Methods: Before ICI monotherapy, tumor PD-L1 CN alteration (gain, neutral, or loss) was called using whole-exome sequencing data and compared with IHC results (tumor proportion score ≥50, 1-49, or 0). Progression-free survival (PFS) and overall survival were correlated with both biomarkers. In addition, the impact of CN alteration was further evaluated in two independent cohorts using next-generation sequencing panel.

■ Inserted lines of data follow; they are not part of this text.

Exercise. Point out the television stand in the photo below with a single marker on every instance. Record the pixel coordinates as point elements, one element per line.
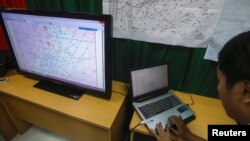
<point>60,89</point>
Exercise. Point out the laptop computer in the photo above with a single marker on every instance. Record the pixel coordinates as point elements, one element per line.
<point>152,98</point>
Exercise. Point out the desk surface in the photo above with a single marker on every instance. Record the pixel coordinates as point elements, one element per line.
<point>82,109</point>
<point>207,111</point>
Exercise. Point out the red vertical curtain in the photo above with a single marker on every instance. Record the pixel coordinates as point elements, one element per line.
<point>9,4</point>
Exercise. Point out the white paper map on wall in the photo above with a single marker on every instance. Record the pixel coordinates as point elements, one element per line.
<point>187,23</point>
<point>234,19</point>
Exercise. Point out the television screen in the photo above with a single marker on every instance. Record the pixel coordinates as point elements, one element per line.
<point>67,52</point>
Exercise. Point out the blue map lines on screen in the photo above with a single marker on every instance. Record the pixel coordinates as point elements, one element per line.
<point>69,50</point>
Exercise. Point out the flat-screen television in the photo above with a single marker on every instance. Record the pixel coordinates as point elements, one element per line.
<point>69,53</point>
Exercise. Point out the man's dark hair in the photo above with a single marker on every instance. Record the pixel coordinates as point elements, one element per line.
<point>234,59</point>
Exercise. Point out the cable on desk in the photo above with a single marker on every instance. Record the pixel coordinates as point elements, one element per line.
<point>191,97</point>
<point>119,92</point>
<point>140,123</point>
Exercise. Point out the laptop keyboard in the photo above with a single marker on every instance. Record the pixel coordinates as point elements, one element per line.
<point>158,106</point>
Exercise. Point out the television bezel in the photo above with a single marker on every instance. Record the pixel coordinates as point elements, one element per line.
<point>74,15</point>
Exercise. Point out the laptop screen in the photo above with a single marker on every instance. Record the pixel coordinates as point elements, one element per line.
<point>148,80</point>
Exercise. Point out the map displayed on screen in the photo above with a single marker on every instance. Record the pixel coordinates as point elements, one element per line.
<point>63,51</point>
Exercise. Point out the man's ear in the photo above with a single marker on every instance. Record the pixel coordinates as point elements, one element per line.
<point>246,92</point>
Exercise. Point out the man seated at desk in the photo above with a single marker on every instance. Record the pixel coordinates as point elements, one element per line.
<point>233,72</point>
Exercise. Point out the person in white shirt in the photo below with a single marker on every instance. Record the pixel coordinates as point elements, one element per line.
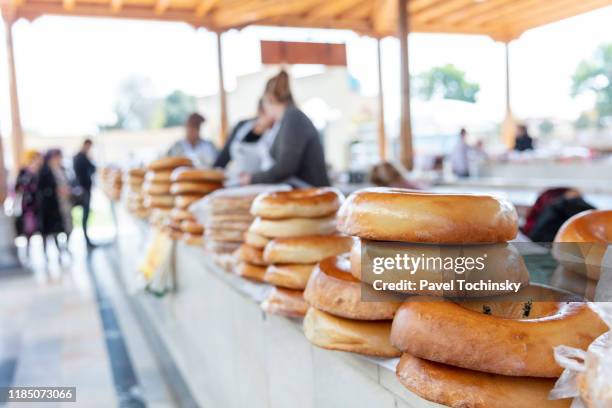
<point>202,152</point>
<point>459,157</point>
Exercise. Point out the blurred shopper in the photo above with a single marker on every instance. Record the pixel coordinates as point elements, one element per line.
<point>84,170</point>
<point>386,174</point>
<point>296,153</point>
<point>523,141</point>
<point>552,208</point>
<point>459,157</point>
<point>26,205</point>
<point>248,148</point>
<point>202,152</point>
<point>54,194</point>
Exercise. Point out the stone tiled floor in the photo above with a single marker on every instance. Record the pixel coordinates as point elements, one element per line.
<point>51,332</point>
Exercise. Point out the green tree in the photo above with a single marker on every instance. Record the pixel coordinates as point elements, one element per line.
<point>446,82</point>
<point>176,107</point>
<point>594,77</point>
<point>135,105</point>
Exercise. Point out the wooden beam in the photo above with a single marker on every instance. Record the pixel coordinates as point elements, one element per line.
<point>32,11</point>
<point>439,8</point>
<point>361,11</point>
<point>161,6</point>
<point>331,9</point>
<point>116,6</point>
<point>384,16</point>
<point>552,13</point>
<point>382,139</point>
<point>466,15</point>
<point>499,15</point>
<point>223,127</point>
<point>204,7</point>
<point>508,126</point>
<point>17,131</point>
<point>3,178</point>
<point>357,25</point>
<point>69,4</point>
<point>252,11</point>
<point>405,136</point>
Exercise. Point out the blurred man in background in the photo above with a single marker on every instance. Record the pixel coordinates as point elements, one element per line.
<point>202,152</point>
<point>523,141</point>
<point>459,157</point>
<point>84,170</point>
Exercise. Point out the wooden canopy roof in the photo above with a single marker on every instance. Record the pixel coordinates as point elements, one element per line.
<point>503,20</point>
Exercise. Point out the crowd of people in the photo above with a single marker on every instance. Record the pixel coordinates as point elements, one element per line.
<point>46,191</point>
<point>280,144</point>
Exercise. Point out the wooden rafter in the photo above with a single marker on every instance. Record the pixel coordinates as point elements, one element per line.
<point>384,17</point>
<point>69,5</point>
<point>253,11</point>
<point>468,14</point>
<point>331,9</point>
<point>204,7</point>
<point>500,19</point>
<point>573,8</point>
<point>116,6</point>
<point>362,10</point>
<point>161,6</point>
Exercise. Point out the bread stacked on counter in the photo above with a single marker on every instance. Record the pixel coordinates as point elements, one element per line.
<point>157,196</point>
<point>337,318</point>
<point>187,186</point>
<point>226,224</point>
<point>295,230</point>
<point>580,248</point>
<point>471,353</point>
<point>112,182</point>
<point>134,197</point>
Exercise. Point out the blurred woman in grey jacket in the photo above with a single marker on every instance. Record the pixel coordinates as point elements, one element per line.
<point>297,153</point>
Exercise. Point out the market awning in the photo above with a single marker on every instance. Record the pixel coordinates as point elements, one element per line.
<point>500,19</point>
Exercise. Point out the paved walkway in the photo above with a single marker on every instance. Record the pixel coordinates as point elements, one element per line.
<point>69,324</point>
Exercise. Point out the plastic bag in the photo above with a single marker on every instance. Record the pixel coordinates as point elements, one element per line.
<point>157,266</point>
<point>588,374</point>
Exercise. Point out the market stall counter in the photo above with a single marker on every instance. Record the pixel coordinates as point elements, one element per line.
<point>232,354</point>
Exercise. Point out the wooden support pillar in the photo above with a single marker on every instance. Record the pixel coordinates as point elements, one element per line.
<point>3,179</point>
<point>223,128</point>
<point>17,132</point>
<point>382,140</point>
<point>405,136</point>
<point>509,125</point>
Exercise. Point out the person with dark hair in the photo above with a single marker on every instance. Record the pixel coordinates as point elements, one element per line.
<point>248,146</point>
<point>385,174</point>
<point>555,206</point>
<point>53,195</point>
<point>202,152</point>
<point>523,141</point>
<point>84,170</point>
<point>25,192</point>
<point>297,153</point>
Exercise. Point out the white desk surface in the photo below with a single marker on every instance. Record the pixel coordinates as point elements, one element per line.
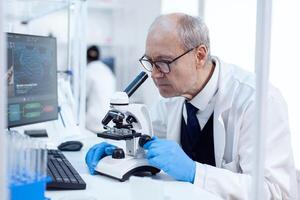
<point>159,187</point>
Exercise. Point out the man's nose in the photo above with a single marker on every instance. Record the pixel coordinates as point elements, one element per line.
<point>156,73</point>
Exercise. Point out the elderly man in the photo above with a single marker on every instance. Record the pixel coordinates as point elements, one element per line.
<point>205,122</point>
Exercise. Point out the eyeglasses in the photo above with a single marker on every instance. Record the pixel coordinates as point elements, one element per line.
<point>162,65</point>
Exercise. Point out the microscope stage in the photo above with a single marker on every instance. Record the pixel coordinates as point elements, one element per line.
<point>122,169</point>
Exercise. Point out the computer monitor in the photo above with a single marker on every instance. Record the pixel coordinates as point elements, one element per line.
<point>31,79</point>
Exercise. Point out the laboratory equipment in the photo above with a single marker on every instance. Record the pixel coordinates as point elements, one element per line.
<point>31,79</point>
<point>26,167</point>
<point>131,123</point>
<point>62,173</point>
<point>70,146</point>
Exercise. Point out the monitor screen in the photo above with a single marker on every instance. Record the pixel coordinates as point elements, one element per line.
<point>31,79</point>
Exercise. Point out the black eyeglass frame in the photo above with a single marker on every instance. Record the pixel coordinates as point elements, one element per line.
<point>153,63</point>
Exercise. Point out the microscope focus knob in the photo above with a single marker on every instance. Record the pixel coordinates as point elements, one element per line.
<point>144,139</point>
<point>118,153</point>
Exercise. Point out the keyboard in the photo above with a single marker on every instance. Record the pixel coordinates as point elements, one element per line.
<point>62,173</point>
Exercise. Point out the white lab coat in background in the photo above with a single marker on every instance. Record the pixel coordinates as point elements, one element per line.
<point>234,129</point>
<point>100,86</point>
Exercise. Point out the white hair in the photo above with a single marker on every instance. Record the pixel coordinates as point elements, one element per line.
<point>192,32</point>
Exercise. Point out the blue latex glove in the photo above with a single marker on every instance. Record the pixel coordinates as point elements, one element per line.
<point>168,156</point>
<point>96,153</point>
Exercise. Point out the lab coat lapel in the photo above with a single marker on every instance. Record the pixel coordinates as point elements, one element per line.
<point>223,102</point>
<point>174,109</point>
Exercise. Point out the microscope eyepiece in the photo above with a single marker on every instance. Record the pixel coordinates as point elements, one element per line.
<point>136,83</point>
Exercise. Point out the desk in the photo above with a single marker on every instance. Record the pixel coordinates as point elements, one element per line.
<point>158,187</point>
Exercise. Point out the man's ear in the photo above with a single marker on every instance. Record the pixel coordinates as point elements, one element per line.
<point>201,55</point>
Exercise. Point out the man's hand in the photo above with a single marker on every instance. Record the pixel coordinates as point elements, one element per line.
<point>168,156</point>
<point>96,153</point>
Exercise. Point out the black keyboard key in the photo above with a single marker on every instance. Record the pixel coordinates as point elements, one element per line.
<point>63,174</point>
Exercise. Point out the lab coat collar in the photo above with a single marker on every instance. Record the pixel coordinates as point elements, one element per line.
<point>202,99</point>
<point>224,98</point>
<point>224,101</point>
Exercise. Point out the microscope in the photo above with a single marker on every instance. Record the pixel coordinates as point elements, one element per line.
<point>131,123</point>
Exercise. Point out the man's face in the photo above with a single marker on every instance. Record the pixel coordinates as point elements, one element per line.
<point>182,78</point>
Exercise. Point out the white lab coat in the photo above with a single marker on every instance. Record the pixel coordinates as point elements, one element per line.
<point>100,86</point>
<point>234,128</point>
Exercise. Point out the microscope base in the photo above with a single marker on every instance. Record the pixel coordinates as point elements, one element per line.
<point>122,169</point>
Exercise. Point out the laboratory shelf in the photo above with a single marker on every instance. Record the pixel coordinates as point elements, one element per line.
<point>27,10</point>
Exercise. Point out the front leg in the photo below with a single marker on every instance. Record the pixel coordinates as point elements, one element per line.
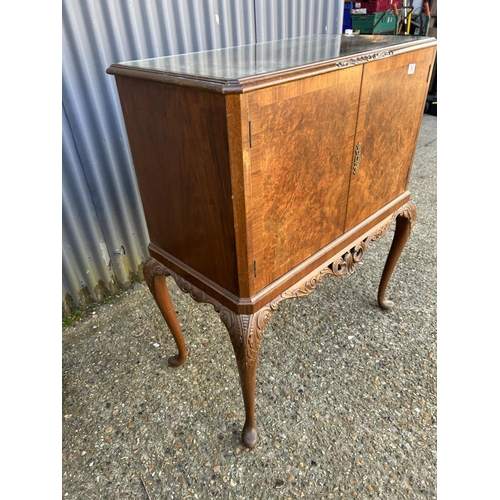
<point>404,224</point>
<point>245,331</point>
<point>155,274</point>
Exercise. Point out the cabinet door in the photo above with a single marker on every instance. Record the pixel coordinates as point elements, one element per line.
<point>302,135</point>
<point>392,99</point>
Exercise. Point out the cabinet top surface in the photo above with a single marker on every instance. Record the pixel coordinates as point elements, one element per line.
<point>254,61</point>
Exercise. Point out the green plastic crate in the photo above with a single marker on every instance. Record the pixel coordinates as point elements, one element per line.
<point>366,23</point>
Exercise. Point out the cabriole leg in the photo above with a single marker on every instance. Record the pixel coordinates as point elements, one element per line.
<point>155,274</point>
<point>245,331</point>
<point>404,224</point>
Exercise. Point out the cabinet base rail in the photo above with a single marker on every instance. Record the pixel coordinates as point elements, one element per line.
<point>245,330</point>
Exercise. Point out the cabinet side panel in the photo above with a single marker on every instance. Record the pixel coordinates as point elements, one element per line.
<point>392,103</point>
<point>178,140</point>
<point>302,143</point>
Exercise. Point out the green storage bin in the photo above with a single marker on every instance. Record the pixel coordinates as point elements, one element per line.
<point>372,23</point>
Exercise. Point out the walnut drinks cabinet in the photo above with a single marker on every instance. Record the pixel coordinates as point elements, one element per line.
<point>265,167</point>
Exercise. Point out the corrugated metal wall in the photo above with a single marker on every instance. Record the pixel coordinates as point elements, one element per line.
<point>104,232</point>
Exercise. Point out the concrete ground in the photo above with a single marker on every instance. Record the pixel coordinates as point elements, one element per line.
<point>345,397</point>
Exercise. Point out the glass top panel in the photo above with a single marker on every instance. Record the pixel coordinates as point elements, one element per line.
<point>235,63</point>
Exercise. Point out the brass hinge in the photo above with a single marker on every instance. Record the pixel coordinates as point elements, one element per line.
<point>357,154</point>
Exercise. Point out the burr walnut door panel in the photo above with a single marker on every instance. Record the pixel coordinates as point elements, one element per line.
<point>301,146</point>
<point>391,105</point>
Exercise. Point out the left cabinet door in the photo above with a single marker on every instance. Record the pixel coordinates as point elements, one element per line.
<point>302,135</point>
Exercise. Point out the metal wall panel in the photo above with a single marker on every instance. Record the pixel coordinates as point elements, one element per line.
<point>104,231</point>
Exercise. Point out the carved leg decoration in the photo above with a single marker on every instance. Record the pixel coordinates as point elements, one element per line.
<point>245,331</point>
<point>155,274</point>
<point>404,224</point>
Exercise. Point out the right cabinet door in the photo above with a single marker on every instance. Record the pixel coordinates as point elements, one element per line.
<point>391,106</point>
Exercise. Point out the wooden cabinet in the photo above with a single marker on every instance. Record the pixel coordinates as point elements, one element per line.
<point>264,168</point>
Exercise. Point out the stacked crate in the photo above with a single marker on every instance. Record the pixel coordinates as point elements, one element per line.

Results: A total of 291 patients with advanced-stage NSCLC met the study inclusion criteria. Although the IHC classification distinguished the best responsive group (tumor proportion score ≥ 50), the CN-based classification distinguished the worst responsive group (CN loss) from the others (PFS, p = 0.020; overall survival, p = 0.004). After adjusting for IHC results, CN loss was an independent risk factor for progression (adjusted hazard ratio = 1.32, 95% confidence interval: 1.00-1.73, p = 0.049) and death (adjusted hazard ratio = 1.39, 95% confidence interval: 1.05-1.85, p = 0.022). A risk classification system was developed on the basis of IHC and CN profiles, which outperformed the conventional IHC system. In the validation cohorts, CN loss determined by next-generation sequencing panel was independently associated with worse PFS after ICI treatment, revealing its practical value.

Conclusions: This is the first study to directly compare CN alterations with IHC results and survival outcomes after anti-PD-(L)1 therapy. Tumor PD-L1 CN loss can serve as an adjunct biomarker to predict the lack of response. Prospective studies are required to further validate this biomarker.